Step 1. Recognize that this is a Yes/No question.

Statement 1:
Translation: L > 2W
It's important to realize that this also means that the length is more than twice the diameter of the circle. If this is an inscribed circle, the circle's diameter cannot be larger than the shortest side of a rectangle (the width). Because the width is less than 1/2 the length of the rectangle, the radius of the circle is at most 1/2 the width (could someone please confirm this reasoning)?

Using Test Cases:
W = 4 and L = 9, Area of rectangle = L*W = 36
Diameter = 4 and radius = 2, Area of circle = pi*(2)^2 = 3.14*4 = 12.56
This shows the circle occupies about 1/3 of the rectangle (not half)
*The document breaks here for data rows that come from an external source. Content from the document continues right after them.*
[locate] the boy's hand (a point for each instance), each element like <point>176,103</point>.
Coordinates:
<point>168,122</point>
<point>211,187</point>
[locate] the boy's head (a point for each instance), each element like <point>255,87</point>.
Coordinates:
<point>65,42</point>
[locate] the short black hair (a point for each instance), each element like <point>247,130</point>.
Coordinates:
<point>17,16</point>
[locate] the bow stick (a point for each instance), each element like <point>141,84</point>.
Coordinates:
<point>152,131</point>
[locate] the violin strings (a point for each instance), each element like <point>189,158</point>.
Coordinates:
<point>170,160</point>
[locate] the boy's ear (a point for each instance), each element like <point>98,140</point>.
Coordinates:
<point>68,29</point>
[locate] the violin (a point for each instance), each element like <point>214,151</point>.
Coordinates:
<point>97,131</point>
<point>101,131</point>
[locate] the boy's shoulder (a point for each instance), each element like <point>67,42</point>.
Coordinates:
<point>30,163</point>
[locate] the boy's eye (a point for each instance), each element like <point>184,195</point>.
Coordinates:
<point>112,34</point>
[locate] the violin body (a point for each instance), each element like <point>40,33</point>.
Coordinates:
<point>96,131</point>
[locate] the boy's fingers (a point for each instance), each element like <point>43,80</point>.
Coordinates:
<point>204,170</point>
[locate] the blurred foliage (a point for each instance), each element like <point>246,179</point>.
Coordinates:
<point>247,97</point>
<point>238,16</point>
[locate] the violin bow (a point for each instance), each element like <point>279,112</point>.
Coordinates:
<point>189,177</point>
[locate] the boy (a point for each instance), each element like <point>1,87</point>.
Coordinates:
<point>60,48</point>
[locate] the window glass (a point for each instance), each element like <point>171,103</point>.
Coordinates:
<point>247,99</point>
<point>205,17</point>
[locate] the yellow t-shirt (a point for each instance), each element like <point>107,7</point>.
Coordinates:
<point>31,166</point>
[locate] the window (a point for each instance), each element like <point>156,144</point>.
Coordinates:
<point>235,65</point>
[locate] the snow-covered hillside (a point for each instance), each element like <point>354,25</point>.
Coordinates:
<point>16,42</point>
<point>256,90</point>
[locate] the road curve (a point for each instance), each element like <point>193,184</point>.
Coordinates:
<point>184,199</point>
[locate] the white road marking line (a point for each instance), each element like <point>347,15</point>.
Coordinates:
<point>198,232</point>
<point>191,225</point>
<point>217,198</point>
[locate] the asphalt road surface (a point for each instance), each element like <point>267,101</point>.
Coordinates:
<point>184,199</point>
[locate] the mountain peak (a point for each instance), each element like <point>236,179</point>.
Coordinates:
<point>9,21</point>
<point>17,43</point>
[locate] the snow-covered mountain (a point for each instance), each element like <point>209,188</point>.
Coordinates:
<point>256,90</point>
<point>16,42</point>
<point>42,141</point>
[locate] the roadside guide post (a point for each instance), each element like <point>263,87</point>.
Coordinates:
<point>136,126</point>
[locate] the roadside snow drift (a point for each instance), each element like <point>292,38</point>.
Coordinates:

I could also pick numbers that were very small for the length:
W = 4 and L = 8.0000001, Area of rectangle would be very close to 32
Diameter = 4 and radius = 2, Area of circle = pi*(2)^2 = 3.14*2 = 12.56
This shows the circle occupies about 3/8 of the circle (less than half)

Statement 1 is sufficient.

Statement 2:
Use Test Numbers that can easily be reduced by 25%.
L = 100 and W = 100 (all squares are rectangles)
In the original rectangle, the circle's area would be (100/2)^2 = 50^2 = 2500*3.14 = 7850

Reduce L and W by 25%
New area of rectangle: 75*75 = 7*8 = 5625

Here, I realized that the circle I picked doesn't work for statement 2. It's area (7850) is bigger than the area of the new rectangle (5625).

I went back and used the area of the new rectangle as the limits of the circle.
If width = 75, then diameter = 75 and radius = 75/2 = 37.5.
37.5 * 3.14 = 117.75

This is much less than half of the new rectangle (117.75/5625) = about 2%

Statement 2 is sufficient. Answer is D.

Could someone please look through my steps and help me understand the most efficient way of addressing this problem? How do I get an always yes answer for statement 2? I got stuck on statement 2 after I realized that the circle's area was bigger than that of the new rectangle.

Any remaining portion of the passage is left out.